PySpark Save DataFrame to Hive Table

To save a PySpark DataFrame to Hive table use saveAsTable() function or use SQL CREATE statement on top of the temporary view. To save DataFrame as a Hive table in PySpark, you should use enableHiveSupport() at the time of creating a SparkSession.

1. Spark Session with Hive Enabled

To enable Hive support while creating a SparkSession in PySpark, you need to use the enableHiveSupport() method. You can also set the custom location of Hive warehouse directory to spark.sql.warehouse.dir property. It’s essential to ensure that Spark has read and write permissions to this directory.
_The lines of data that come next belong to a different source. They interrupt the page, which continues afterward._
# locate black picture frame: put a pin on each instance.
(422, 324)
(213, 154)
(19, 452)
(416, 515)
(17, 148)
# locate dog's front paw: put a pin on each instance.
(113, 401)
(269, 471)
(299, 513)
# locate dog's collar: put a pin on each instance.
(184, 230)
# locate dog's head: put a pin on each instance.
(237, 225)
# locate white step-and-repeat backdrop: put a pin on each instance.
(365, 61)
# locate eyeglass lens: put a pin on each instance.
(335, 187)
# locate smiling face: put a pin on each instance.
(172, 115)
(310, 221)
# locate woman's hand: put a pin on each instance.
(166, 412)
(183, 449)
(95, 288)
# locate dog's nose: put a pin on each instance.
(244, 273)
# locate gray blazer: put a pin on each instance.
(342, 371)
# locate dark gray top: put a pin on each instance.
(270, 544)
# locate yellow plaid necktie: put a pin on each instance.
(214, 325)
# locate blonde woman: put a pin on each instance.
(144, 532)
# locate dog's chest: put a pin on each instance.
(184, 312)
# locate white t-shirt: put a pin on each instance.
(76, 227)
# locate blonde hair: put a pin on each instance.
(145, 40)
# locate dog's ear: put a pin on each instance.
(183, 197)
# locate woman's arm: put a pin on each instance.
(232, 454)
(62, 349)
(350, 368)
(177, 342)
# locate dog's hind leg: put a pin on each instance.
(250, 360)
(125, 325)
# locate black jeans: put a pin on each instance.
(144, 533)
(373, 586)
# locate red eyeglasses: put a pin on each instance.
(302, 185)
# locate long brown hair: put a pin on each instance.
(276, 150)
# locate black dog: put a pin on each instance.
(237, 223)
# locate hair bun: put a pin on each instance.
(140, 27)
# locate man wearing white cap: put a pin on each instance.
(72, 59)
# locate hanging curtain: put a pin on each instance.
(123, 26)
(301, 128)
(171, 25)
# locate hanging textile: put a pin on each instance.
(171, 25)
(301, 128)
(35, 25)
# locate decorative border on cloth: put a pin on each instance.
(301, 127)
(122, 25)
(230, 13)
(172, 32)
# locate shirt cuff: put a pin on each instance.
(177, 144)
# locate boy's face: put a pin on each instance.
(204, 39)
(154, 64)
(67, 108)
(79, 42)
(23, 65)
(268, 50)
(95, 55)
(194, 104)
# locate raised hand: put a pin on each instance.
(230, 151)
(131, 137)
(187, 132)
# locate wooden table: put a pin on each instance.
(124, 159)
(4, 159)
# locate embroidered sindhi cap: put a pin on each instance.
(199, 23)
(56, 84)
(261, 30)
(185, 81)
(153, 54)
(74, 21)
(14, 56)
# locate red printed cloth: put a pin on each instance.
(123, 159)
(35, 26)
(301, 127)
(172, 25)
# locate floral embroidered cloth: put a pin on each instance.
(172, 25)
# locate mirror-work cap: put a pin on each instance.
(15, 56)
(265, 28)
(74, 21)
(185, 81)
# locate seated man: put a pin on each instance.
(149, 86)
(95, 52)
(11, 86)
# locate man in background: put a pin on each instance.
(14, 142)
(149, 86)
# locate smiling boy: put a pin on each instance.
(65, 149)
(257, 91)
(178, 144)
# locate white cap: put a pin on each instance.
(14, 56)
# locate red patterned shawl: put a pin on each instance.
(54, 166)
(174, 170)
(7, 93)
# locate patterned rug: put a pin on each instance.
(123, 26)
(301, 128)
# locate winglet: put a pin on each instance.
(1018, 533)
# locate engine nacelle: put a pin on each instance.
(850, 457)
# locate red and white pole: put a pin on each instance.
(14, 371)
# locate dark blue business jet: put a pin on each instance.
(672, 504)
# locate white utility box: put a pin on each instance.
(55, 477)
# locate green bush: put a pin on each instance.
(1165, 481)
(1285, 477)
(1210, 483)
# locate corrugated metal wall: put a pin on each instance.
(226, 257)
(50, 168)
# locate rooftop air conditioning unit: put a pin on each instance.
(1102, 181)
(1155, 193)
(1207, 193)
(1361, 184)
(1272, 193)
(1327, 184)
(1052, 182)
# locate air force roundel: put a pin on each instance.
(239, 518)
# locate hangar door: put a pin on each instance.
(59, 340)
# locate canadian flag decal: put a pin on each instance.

from os.path import abspath
from pyspark.sql import SparkSession

# warehouse_location points to the default location for managed databases and tables
warehouse_location = abspath('spark-warehouse')

# Create spark session with hive enabled
spark = SparkSession \
    .builder \
    .appName("SparkByExamples.com") \
    .config("spark.sql.warehouse.dir", warehouse_location) \
    .enableHiveSupport() \
    .getOrCreate()

2. PySpark Save DataFrame to Hive Table

By using saveAsTable() from DataFrameWriter you can save or write a PySpark DataFrame to a Hive table.
Provide the table name you wish to save as an argument to this function, ensuring that the table name adheres to the format database.tablename. If the database doesn’t exist, you will get an error. To start with you can also try just the table name without a database.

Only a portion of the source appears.